Both Larry and Tim were writing poetry at this stage and experimented with putting their words to Tim's tunes. Early efforts were pretty unsatisfying, but they persevered and Tim began working self-penned material into the sets he was playing in country clubs, the only places he could get gigs in his early teens.

He was never totally country, of course, but...

"As long as you could play The Tennessee Waltz, you were okay. I had a lot of fun."

But it was in New York that Buckley first began to attract attention. And even now, he feels that his roots are firmly in Greenwich Village.

"Apart from the Doors and the San Francisco sound, all of the worthwhile music out of the States in the past decade has come from the East Coast, and specifically New York."

However, it was back in Southern California that Buckley first got a recording break, playing uncredited guitar on the Byrds' first album, and it was during these sessions that he met Van Dyke Parks, Jim Fielder and then Mothers drummer Billy Mundi.

With these notables plus Lee Underwood, an aspiring young jazz guitarist, and with fine string arrangements by Jack Nitzche, the young Buckley cut his own debut for Elektra.
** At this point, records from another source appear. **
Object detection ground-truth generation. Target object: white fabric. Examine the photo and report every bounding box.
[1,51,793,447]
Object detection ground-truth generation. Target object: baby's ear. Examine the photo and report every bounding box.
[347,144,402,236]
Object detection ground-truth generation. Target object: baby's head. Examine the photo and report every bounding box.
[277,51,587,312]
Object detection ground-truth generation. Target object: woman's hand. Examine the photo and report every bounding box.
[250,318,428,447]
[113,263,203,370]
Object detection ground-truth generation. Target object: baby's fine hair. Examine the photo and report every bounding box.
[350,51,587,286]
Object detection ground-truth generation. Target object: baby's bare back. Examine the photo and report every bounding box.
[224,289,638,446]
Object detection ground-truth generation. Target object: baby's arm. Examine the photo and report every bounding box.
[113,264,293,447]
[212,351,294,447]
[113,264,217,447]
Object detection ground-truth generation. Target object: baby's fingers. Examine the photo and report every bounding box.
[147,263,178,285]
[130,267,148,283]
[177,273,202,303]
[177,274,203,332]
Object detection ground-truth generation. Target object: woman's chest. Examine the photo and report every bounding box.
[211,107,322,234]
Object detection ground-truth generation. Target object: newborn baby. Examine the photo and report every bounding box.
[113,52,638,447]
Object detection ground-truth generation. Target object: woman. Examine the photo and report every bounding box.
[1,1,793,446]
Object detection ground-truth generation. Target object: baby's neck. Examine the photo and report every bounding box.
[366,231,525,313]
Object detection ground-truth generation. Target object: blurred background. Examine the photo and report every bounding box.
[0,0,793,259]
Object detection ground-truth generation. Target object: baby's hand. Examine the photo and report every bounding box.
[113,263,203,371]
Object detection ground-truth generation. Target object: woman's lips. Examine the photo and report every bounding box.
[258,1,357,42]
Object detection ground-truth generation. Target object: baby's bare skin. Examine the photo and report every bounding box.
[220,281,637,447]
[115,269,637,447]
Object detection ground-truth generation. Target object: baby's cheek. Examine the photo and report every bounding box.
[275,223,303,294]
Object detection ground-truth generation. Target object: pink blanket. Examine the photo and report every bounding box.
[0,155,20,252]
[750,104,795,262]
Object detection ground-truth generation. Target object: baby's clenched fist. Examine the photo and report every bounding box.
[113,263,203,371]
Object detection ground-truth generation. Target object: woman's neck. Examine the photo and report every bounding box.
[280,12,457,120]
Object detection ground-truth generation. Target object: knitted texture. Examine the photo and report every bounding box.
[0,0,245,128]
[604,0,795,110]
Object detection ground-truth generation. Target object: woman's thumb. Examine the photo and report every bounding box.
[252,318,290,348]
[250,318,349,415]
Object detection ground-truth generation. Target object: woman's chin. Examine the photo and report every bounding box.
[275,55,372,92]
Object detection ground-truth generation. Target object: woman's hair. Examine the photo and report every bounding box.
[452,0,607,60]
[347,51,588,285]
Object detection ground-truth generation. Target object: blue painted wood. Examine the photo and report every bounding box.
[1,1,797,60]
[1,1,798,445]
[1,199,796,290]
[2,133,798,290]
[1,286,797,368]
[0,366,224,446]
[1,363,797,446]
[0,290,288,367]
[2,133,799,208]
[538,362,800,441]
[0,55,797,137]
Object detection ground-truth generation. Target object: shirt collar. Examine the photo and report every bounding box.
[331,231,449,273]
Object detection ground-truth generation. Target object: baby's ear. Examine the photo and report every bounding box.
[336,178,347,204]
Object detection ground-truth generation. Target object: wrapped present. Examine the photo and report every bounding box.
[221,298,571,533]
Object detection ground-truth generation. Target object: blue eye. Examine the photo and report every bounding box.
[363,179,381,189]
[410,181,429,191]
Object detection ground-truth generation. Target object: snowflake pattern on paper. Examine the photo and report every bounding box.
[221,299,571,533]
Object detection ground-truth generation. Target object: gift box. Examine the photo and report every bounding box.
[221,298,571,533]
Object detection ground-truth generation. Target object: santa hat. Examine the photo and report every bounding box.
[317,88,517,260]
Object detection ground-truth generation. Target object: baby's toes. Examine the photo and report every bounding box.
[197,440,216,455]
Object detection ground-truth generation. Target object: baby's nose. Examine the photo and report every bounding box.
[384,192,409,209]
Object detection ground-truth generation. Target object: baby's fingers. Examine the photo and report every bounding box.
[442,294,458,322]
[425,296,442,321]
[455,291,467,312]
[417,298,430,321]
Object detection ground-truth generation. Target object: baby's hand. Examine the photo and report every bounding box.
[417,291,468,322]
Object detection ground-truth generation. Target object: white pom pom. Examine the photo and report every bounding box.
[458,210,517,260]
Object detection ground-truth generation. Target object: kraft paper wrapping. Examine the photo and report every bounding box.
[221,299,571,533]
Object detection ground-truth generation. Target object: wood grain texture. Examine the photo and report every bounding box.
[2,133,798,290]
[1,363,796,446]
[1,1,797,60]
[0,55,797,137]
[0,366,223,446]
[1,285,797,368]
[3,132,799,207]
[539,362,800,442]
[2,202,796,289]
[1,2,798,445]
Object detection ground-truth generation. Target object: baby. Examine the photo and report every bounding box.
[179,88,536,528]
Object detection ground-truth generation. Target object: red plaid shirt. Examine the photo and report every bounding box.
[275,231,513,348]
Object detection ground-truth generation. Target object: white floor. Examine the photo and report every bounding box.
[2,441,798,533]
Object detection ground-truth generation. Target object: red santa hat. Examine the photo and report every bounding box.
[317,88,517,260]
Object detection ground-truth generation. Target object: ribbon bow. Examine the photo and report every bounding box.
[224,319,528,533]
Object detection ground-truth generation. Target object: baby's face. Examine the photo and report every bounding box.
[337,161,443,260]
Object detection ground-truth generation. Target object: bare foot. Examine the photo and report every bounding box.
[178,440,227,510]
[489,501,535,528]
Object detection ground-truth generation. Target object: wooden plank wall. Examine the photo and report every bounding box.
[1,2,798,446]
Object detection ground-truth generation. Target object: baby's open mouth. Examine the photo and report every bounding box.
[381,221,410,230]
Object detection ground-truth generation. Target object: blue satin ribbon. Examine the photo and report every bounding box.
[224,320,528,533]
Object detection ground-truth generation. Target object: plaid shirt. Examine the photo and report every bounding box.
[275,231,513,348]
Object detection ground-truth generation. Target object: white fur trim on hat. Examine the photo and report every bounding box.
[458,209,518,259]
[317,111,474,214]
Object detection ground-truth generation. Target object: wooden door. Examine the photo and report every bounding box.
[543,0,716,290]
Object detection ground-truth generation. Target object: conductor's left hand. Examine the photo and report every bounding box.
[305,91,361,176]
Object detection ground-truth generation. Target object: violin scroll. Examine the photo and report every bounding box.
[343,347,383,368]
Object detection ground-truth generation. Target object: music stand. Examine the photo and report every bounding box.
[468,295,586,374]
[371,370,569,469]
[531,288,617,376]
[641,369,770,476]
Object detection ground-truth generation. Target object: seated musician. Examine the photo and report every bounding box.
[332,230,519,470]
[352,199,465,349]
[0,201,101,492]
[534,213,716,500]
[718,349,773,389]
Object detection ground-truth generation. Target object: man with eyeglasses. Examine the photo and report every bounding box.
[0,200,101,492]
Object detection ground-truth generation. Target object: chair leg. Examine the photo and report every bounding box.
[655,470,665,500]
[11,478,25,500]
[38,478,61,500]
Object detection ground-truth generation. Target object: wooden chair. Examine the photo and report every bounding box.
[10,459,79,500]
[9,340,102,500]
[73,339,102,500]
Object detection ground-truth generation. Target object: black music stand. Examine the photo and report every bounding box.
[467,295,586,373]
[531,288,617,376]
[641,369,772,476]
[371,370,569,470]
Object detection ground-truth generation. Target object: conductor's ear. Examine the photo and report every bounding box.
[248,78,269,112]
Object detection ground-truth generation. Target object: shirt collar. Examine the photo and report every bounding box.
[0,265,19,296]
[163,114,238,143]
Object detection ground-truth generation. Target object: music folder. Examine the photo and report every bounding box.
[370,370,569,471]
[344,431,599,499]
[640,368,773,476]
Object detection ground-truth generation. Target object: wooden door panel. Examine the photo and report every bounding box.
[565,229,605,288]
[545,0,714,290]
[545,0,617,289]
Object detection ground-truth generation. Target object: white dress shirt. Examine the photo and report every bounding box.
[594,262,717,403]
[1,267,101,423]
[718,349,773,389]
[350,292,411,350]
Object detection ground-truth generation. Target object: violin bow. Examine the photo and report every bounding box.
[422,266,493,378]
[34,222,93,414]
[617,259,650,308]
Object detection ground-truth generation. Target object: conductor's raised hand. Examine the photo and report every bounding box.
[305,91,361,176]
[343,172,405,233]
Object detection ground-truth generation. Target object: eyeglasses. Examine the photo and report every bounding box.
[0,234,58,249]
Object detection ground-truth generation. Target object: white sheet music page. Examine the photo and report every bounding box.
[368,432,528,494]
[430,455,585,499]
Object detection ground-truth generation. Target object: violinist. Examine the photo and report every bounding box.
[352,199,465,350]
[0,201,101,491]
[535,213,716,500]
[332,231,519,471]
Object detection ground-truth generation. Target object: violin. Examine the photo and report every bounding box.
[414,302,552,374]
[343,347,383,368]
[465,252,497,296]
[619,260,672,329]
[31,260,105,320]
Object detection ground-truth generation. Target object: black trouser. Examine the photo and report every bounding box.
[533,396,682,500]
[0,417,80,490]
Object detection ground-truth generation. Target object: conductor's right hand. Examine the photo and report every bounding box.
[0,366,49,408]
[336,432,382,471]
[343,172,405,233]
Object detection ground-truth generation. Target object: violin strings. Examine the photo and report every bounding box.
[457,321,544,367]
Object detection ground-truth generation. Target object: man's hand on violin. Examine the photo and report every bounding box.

Nine years on, it's as fresh and unique as ever.

The same isn't quite true of Goodbye and Hello, the second album produced by Jerry Yester, which, while excellent by any standard is very much a product of the era in which it was made, that euphoric "Summer of Love," California, 1967.

Still Buckley was already stretching out, experimenting with his amazing vocal tubes, actually managing to affect at least half a dozen different voices for the labyrinthine complexities of the album's title track.

And all the time, reflecting and playing off the innumerable influences that he'd absorbed in his formative years.

"Ray Charles, Hank Williams, Clapton, Hendrix, Morgana King, Cleo Laine, Little Richard, Nat King Cole, Roland Kirk, Peggy Lee, Duke Ellington, strippers, classical music, avant-garde, from Stravinsky on, Messaien, Penderecki, Balinese music...

"I respond to anything that's done well, and I've been influenced by all of it."

After the recording of Goodbye and Hello, the Buckley-Beckett collaboration ceased to function for three years, during which time a further three Buckley albums were issued, Happy Sad, Blue Afternoon and Lorca.

"Larry got very involved in what he was doing at the time, which was writing an eighty page poem about Paul Bunyan, and he moved to Portland to do research. It's an American epic, and really brilliant."

Happy/Sad, a reflection, presumably on the depressive side of Tim's character, marked a move towards lyrical economy, but backings became ever more subtle and jazz-like.

With Lee Underwood and vibist David Friedman achieving a quiet empathy, the music often sounds like the Larry Coryell period of the Gary Burton quartet, playing ballads.